Ces propos me heurtèrent par leur dureté. Jusque là, la cérémonie avait été bon enfant, emplie de dérision. Mais on pouvait sentir par ces mots la haine toute particulière que Louis parvenait à distiller autour de lui avec tant de facilité. Je compris alors combien il était détesté de tous, et ne pus m’empêcher de ressentir un bien tardif sentiment de compassion à son égard.


L’assistance s’écarta.
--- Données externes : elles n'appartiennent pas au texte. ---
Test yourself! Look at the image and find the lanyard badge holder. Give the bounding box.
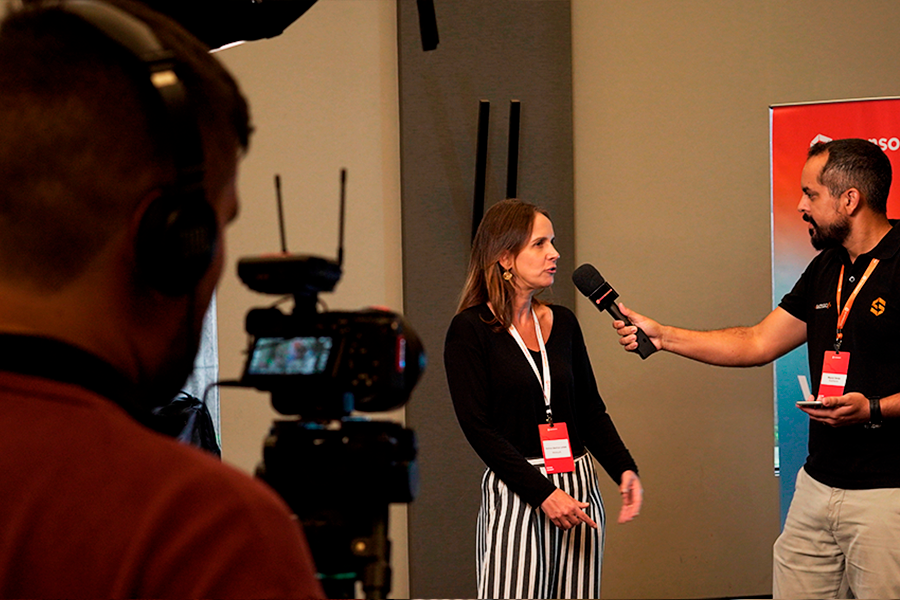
[819,258,878,398]
[509,308,575,474]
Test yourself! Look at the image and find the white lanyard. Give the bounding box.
[509,308,553,423]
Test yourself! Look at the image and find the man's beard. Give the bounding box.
[803,214,850,250]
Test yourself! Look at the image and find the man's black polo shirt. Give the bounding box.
[779,226,900,489]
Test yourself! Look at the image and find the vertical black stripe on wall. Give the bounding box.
[397,0,575,598]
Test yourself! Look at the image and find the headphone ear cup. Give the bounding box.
[135,193,218,296]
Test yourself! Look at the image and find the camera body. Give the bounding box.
[241,308,425,420]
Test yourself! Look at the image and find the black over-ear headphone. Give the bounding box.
[56,0,218,296]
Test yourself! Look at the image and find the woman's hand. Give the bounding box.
[541,488,596,529]
[619,471,644,523]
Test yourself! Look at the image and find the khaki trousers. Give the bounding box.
[772,469,900,598]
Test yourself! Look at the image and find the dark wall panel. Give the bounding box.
[398,0,575,598]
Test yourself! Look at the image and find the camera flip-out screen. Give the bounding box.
[247,336,334,376]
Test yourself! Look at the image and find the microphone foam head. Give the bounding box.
[572,263,606,296]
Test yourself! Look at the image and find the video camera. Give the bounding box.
[238,173,425,598]
[238,256,425,420]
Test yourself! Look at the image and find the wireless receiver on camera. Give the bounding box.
[572,264,656,358]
On libéra Louis. Un cercle se forma autour de lui, et nul n’en franchissait ses limites. Le silence était pesant et les regards de mon ami et du chef des anciens s’affrontaient. Le premier se révélait froid et dur, tandis que le second s’emplissait d’ironie et de moquerie.

Je crus que, de rage, Louis allait cracher aux pieds de son adversaire. Peut-être même le provoquer en duel. Je retins mon souffle dans la crainte de ce qui allait arriver, tout en essayant sans succès de me rapprocher.

Mais ce fut mon ami qui céda le premier. Il se retourna, prit la direction de la sortie. Droit comme un i, il fendit la foule qui, prudente, s’écartait sur son chemin, non sans rire sous cape et lancer de discrets quolibets.

Je voulus le suivre. Je croisai son regard. Glacial. Mortel.

Pétrifié, je restai immobile, le laissant quitter seul la pièce.


Et tandis que la cérémonie s’achevait, que le code de l’école était lu, qu’on nous donnait les épées que nous allions à partir de ce jour porter à notre flanc, et nous, conscrits, devenir les égaux des anciens, je me sentis empli de remord et de peine.

Écœuré de ce pouvoir du nombre qui pouvait s’unir sans courage aucun contre un seul.

Et surtout honteux de ma lâcheté et de ma faiblesse.